Держась уже за дверную ручку, он обернулся.

— У тебя такой тон, будто ты провожаешь меня навсегда. Я же приеду. Наверное, получу от командира роты взыскание, и пару недель придется посидеть без увольнения, но, как только мне дадут первый краткосрочный отпуск, я тут же приеду.
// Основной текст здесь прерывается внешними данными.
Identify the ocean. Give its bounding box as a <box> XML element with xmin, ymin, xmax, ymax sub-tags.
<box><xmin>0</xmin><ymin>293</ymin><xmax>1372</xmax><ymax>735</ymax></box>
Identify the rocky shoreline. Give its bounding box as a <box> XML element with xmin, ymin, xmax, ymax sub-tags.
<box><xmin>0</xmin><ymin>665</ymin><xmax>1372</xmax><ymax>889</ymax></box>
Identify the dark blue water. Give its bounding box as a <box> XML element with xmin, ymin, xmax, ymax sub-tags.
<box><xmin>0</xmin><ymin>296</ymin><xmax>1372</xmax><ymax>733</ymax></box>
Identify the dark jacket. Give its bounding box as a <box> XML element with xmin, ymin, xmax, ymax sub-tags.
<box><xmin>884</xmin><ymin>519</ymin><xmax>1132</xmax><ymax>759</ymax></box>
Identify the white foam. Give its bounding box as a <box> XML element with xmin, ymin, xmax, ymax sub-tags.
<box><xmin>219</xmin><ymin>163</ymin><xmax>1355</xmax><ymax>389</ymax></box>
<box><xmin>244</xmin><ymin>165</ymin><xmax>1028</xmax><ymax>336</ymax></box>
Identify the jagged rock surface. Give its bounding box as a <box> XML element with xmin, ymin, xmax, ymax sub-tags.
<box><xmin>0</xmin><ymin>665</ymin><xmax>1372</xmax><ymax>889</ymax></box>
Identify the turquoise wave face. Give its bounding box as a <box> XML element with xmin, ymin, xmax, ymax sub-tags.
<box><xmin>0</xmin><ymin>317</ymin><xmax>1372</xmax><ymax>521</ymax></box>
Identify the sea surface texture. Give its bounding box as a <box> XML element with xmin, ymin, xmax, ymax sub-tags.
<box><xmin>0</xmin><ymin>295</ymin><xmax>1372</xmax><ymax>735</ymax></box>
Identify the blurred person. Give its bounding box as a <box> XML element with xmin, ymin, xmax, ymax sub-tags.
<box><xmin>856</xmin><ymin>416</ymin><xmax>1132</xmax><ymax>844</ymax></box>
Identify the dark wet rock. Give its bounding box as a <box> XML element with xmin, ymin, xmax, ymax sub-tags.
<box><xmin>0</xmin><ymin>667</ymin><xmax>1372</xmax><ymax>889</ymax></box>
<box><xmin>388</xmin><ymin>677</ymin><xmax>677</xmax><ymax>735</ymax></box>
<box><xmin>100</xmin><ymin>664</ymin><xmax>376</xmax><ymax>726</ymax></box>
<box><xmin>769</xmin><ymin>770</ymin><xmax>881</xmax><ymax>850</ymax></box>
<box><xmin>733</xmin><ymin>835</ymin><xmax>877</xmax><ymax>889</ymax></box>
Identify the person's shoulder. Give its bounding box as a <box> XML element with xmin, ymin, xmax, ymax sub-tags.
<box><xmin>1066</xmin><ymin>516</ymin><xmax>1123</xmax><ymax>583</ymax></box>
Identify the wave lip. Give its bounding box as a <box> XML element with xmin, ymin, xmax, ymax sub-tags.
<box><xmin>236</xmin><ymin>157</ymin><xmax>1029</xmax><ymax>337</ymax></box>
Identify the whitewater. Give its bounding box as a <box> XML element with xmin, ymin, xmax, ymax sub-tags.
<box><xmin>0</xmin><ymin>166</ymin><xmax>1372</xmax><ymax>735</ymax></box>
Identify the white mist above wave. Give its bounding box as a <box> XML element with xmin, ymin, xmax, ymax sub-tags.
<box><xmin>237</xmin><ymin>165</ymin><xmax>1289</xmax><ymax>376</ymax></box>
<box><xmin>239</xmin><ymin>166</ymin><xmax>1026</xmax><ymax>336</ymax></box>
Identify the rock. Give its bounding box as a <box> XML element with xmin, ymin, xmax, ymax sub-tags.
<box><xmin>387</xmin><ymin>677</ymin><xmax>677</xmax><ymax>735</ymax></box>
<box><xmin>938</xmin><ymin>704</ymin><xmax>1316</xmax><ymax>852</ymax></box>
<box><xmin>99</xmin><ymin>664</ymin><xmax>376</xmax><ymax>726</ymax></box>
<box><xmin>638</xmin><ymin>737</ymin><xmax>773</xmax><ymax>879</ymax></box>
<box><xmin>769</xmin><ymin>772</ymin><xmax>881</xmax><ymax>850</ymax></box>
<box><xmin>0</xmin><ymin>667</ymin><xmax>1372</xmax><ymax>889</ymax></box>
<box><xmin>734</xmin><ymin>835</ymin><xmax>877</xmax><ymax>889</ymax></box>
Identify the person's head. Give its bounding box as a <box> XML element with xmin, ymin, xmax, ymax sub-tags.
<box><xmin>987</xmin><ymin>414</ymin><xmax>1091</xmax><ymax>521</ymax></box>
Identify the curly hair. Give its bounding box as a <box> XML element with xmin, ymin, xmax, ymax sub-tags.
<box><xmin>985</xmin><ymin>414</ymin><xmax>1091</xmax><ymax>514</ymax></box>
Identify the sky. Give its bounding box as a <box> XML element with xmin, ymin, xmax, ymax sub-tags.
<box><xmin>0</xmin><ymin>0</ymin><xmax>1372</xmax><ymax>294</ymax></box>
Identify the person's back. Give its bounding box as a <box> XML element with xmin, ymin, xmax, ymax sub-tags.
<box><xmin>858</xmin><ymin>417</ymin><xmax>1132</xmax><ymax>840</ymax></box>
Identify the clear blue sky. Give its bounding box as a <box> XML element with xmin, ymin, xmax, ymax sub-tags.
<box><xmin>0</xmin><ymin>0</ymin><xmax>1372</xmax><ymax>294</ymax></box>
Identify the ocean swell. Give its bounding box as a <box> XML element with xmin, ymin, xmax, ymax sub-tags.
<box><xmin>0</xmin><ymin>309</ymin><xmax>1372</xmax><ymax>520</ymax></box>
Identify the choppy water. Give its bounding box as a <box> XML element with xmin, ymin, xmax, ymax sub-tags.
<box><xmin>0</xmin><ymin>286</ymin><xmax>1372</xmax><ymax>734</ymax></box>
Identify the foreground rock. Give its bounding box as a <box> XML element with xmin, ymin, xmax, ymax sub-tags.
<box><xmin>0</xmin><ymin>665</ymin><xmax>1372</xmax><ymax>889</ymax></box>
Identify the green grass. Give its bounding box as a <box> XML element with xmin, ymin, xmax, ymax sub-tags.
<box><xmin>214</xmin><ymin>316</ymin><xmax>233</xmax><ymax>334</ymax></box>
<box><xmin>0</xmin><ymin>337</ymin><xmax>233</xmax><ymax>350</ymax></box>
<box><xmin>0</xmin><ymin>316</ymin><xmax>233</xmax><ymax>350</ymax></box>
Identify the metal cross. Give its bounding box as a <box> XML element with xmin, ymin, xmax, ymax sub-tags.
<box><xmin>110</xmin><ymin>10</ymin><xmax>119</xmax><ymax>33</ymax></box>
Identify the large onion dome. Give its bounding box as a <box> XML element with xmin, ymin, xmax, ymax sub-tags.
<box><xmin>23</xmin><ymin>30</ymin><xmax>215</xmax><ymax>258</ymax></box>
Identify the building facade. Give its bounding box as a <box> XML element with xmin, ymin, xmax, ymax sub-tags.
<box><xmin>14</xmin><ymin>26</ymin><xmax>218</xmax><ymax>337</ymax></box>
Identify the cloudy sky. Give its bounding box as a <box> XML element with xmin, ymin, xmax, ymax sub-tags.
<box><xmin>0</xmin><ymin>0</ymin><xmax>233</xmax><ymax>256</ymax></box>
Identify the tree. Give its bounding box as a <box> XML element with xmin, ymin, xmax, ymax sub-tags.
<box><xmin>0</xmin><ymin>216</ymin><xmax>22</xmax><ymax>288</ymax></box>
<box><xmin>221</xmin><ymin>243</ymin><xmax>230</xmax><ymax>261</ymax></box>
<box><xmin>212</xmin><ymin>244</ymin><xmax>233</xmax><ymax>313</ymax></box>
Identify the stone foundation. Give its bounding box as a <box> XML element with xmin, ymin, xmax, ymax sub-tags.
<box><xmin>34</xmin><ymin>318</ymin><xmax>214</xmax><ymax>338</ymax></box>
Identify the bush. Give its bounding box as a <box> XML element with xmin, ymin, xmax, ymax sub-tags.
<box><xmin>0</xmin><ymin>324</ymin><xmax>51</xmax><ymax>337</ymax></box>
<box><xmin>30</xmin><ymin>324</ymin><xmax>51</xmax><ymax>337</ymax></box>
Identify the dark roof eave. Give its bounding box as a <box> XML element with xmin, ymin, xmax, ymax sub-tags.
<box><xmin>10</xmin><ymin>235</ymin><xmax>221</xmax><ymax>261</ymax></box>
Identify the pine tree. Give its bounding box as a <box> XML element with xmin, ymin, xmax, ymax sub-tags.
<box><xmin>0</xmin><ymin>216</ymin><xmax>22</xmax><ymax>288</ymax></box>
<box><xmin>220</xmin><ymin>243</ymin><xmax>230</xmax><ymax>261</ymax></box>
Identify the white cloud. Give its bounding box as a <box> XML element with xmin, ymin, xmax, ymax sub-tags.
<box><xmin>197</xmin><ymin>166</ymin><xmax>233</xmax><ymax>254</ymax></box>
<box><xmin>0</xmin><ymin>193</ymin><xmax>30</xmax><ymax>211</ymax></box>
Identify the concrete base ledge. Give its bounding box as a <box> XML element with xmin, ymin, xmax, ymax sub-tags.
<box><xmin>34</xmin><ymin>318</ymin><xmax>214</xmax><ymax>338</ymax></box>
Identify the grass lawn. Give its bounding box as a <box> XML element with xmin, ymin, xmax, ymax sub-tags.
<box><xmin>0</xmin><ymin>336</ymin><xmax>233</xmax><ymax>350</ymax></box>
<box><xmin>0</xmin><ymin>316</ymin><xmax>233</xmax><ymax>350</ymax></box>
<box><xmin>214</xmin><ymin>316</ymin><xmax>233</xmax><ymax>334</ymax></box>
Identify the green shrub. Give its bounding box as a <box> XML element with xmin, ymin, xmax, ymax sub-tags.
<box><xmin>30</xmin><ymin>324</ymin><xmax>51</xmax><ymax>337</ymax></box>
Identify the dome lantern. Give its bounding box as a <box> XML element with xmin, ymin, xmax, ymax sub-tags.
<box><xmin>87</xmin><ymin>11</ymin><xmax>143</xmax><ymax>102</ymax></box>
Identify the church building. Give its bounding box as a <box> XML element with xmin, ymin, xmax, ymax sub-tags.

— Нет, не приедешь, — возразила Альма, — потому что меня здесь не будет. И Жоржетты тоже.

— Это почему?

— Потому что мы возвращаемся в Штаты, вот почему! — вдруг исступленно выкрикнула Альма.

— Когда?

— Мы заказали билеты на пароход на шестое января.

— Вот как! — Он отпустил дверную ручку, за которую держался все это время. — Что это вдруг?

— Нас эвакуируют, — выпалила Альма.

— Ну что ж, — медленно сказал Прюитт. — Тогда я попробую приехать до вашего отъезда.

— «Попробую приехать до вашего отъезда!» Это все, что ты можешь сказать? Да ты же хорошо знаешь, что не сможешь приехать до нашего отъезда!

— Может быть, и смогу. А чего ты от меня хочешь? Чтобы я ждал, пока ты соберешься уезжать? Я и так уже больше недели лишнего пересидел. Если я еще здесь немного задержусь, то вообще не смогу добраться до части.

— По крайней мере, можно подождать до утра. Ночью кругом патрули, — уже надтреснутым голосом сказала Альма. — С заходом солнца действует комендантский час.

— Патрули кругом и днем. А уж если так, то ночью даже легче проскочить.

Неожиданно Альма разрыдалась.

— Если бы ты остался до утра, то, может быть, еще и передумал бы, — проговорила она сквозь рыдания. — Я же не прошу у тебя невозможного.

— Передумал бы? Передумал бы возвращаться в часть? А что я буду делать, когда вы уедете в Штаты? Ты подумала об этом?

— А может, я и не поехала бы, — все еще сквозь слезы проговорила Альма.

— Но ведь ты же должна ехать! Я так понимаю. — В голосе Прю ясно прозвучали нотки досады и нетерпения.

— Нет, не должна! — резко выкрикнула Альма. — Но если ты сейчас уйдешь, то, клянусь, я уеду. Зачем ты хочешь вернуться в армию? Что для тебя сделала армия? С тобой там обращались, как с подонком, бросили, как преступника, в тюрьму. Зачем тебе возвращаться?

— Зачем мне возвращаться? — задумчиво произнес Прюитт. — Я солдат.

— Солдат! — быстро, почти невнятно произнесла Альма это слово. — Солдат! — Слезы на ее щеках высохли так же быстро, как и появились, и она в каком-то припадке исступления начала над ним смеяться. — Солдат! Кадровый солдат! Тридцатилетний.

— Точно, — подтвердил Прюитт, как-то неопределенно улыбаясь, как улыбаются люди, не понявшие шутки, — вернее, солдат на тридцать лет. — Затем искренне, по-настоящему улыбнулся: — Но мне осталось тянуть лямку всего только двадцать четыре года.